- Developer: Climax Studios
- Publisher: ZeniMax Media
- Producer: Laffy Taylor
- Platform: PlayStation Portable
- Genre: Role-playing
- Mode: Single-player

= The Elder Scrolls Travels: Oblivion =

Cancelled video game

The Elder Scrolls Travels: Oblivion was a cancelled PlayStation Portable adaptation of The Elder Scrolls IV: Oblivion that was being developed by Climax Studios. It would have been the fifth instalment in The Elder Scrolls Travels sub-series, which is a collection of smaller, portable adaptations of The Elder Scrolls games. It was announced in November 2006, with its release date planned for Spring 2007. The game was cancelled around August 2007, though no official statement was ever made.

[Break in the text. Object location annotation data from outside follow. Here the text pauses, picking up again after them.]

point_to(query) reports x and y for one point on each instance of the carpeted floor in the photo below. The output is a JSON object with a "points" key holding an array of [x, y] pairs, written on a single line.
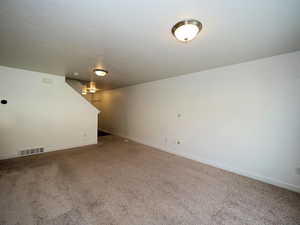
{"points": [[126, 183]]}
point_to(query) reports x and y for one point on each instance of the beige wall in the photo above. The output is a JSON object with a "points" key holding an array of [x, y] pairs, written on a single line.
{"points": [[244, 118], [42, 111]]}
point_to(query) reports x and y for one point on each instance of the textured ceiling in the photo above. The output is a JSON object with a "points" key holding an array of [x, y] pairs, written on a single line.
{"points": [[132, 39]]}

Most known information about the game comes from statements made by Todd Howard (executive producer of The Elder Scrolls IV: Oblivion) and Laffy Taylor (producer of The Elder Scrolls Travels: Oblivion) in Official U.S. PlayStation Magazine.

== Plot ==
The Elder Scrolls Travels: Oblivion was intended to have its own story and setting. It would share similarities with the story of the mainline game, such as the focus on the threat of Oblivion gates and Daedra. The events of the PSP version were to be occurring roughly during the same time period as the mainline game.

== Gameplay ==
Rather than being a direct port of the original game, it was supposed to be its own standalone title, likely due to the handheld's technical limitations. The PSP version would share many similarities with the original game, such as gameplay and mechanics, but would contain its own unique story and setting.

Rather than being an open world role-playing game, the spin-off was described more as a dungeon crawler that would consist of ten levels across five regions. Each area would resemble parts from the original game, just in a more condensed format for the limited hardware.

It was planned to have 18 of the 21 skills originally featured in the main game, also containing a similar progression system, where points would be allocated into attributes, while skills would be increased through gameplay.

== Development ==
The game was announced in November 2006 via the Official U.S. PlayStation Magazine, with its release scheduled for Spring 2007.

Development was handled by Climax Studios, who had past experience working with the PlayStation Portable on titles such as Silent Hill: Origins and Silent Hill: Shattered Memories, both of which were praised for their technical prowess. Publishing of the game would have been handled mostly by ZeniMax Media, while Ubisoft would have handled co-publishing in UK & EU regions.

== Leak ==
In 2016, videos surfaced online showing gameplay footage of an early build of the game despite it never being officially released.